Zone Based Firewall

In zone-based policy, interfaces are assigned to zones, and inspection policy is applied to traffic moving between the zones and acted on according to firewall rules. A Zone is a group of interfaces that have similar functions or features. It establishes the security borders of a network. A zone defines a boundary where traffic is subjected to policy restrictions as it crosses to another region of a network.

Key Points:

  • A zone must be configured before an interface is assigned to it and an interface can be assigned to only a single zone.

  • All traffic to and from an interface within a zone is permitted.

  • All traffic between zones is affected by existing policies

  • Traffic cannot flow between zone member interface and any interface that is not a zone member.

  • You need 2 separate firewalls to define traffic: one for each direction.

Note

In T2199 the syntax of the zone configuration was changed. The zone configuration moved from zone-policy zone <name> to firewall zone <name>.

Configuration

As an alternative to applying policy to an interface directly, a zone-based firewall can be created to simplify configuration when multiple interfaces belong to the same security zone. Instead of applying rule-sets to interfaces, they are applied to source zone-destination zone pairs.

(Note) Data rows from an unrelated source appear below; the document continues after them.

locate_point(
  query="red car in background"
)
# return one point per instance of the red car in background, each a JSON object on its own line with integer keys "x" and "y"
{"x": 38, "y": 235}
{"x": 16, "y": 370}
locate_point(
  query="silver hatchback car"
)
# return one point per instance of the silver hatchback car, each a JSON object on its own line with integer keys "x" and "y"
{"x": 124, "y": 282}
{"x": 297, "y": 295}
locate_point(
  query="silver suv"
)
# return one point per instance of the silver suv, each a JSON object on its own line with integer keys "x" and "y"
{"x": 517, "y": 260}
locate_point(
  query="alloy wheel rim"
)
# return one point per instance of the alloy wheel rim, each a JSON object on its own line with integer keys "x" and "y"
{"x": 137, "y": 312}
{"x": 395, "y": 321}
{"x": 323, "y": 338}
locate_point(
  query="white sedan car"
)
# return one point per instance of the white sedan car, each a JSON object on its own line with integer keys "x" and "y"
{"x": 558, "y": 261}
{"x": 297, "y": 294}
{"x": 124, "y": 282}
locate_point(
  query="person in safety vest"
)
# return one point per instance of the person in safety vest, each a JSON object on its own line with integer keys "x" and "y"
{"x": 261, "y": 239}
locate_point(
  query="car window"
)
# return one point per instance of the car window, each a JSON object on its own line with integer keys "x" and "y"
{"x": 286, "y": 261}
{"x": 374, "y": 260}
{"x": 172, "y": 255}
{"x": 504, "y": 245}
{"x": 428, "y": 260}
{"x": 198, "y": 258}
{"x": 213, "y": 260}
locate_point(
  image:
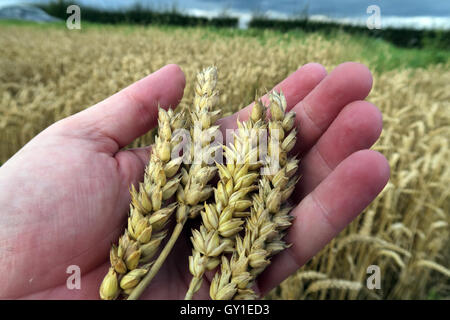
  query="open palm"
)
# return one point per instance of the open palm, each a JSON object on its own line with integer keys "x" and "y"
{"x": 64, "y": 196}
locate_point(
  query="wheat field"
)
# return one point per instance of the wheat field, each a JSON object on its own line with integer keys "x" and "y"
{"x": 48, "y": 73}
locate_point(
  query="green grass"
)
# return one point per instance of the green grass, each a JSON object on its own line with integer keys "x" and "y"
{"x": 382, "y": 55}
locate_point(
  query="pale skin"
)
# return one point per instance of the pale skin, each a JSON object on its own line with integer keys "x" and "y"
{"x": 64, "y": 196}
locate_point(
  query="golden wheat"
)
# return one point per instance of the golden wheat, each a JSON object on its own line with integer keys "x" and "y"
{"x": 48, "y": 74}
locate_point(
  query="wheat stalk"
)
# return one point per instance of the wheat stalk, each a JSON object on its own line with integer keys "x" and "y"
{"x": 197, "y": 170}
{"x": 265, "y": 227}
{"x": 223, "y": 219}
{"x": 148, "y": 213}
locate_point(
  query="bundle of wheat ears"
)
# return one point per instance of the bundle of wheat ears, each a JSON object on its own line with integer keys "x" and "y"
{"x": 244, "y": 217}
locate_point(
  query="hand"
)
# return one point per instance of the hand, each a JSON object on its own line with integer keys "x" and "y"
{"x": 65, "y": 197}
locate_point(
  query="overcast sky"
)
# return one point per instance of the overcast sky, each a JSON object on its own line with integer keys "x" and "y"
{"x": 417, "y": 13}
{"x": 332, "y": 8}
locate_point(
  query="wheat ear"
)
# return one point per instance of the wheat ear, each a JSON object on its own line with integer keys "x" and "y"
{"x": 264, "y": 229}
{"x": 148, "y": 213}
{"x": 223, "y": 219}
{"x": 196, "y": 171}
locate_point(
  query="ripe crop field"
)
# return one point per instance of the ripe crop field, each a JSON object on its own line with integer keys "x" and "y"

An basic introduction to zone-based firewalls can be found here, and an example at Zone-Policy example.

Define a Zone

To define a zone setup either one with interfaces or a local zone.

set firewall zone <name> interface <interface>

Set interfaces to a zone. A zone can have multiple interfaces. But an interface can only be a member in one zone.

set firewall zone <name> local-zone

Define the zone as a local zone. A local zone has no interfaces and will be applied to the router itself.

set firewall zone <name> default-action [drop | reject]

Change the default-action with this setting.

set firewall zone <name> description

Set a meaningful description.

Applying a Rule-Set to a Zone

Before you are able to apply a rule-set to a zone you have to create the zones first.

It helps to think of the syntax as: (see below). The ‘rule-set’ should be written from the perspective of: Source Zone-to->*Destination Zone*

set firewall zone <Destination Zone> from <Source Zone> firewall name <rule-set>
set firewall zone <name> from <name> firewall name <rule-set>
set firewall zone <name> from <name> firewall ipv6-name <rule-set>

You apply a rule-set always to a zone from an other zone, it is recommended to create one rule-set for each zone pair.